Mark brought that discipline to CapSen. From day one, our software was designed to be production-grade — the kind that runs 24/7 on a factory floor without someone babysitting it. This might sound like a basic requirement, but in the robotics world, it's surprisingly rare. Many robotics companies start with impressive demos that fall apart under real production conditions. We started with the assumption that if our software isn't reliable enough to run an overnight shift with no one watching, it isn't ready.

From the Lab to the Factory Floor

The distance between a working algorithm and a working product is longer than most people realize. My thesis results were state-of-the-art, and I came into the company confident they would translate quickly to industrial applications. That confidence was premature. The real world is messier than a research lab — the lighting is inconsistent, the parts are scratched and oily, the bins are dented, and the robot has to perform the same task thousands of times a day without getting stuck.

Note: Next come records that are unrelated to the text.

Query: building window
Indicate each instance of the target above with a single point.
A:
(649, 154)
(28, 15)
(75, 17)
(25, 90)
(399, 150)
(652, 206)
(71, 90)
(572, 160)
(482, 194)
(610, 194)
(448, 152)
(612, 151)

Closing that gap took years of work with real customers on real production lines. Every deployment taught us something the lab never could. The algorithms evolved from their academic origins into something hardened by ten years of factory conditions. Today, our spatial intelligence software is used by manufacturers who need their robots to see, understand, and handle objects in cluttered, unstructured environments — the kind of work that is easy for a human hand and eye but has been stubbornly difficult for machines.

That's what CapSen does. We give robots the ability to perceive and understand the physical world, so they can do useful work in it. The math started with ping pong. The mission started with a belief that robots should be able to see. Twelve years later, we're still making that belief real, one factory at a time.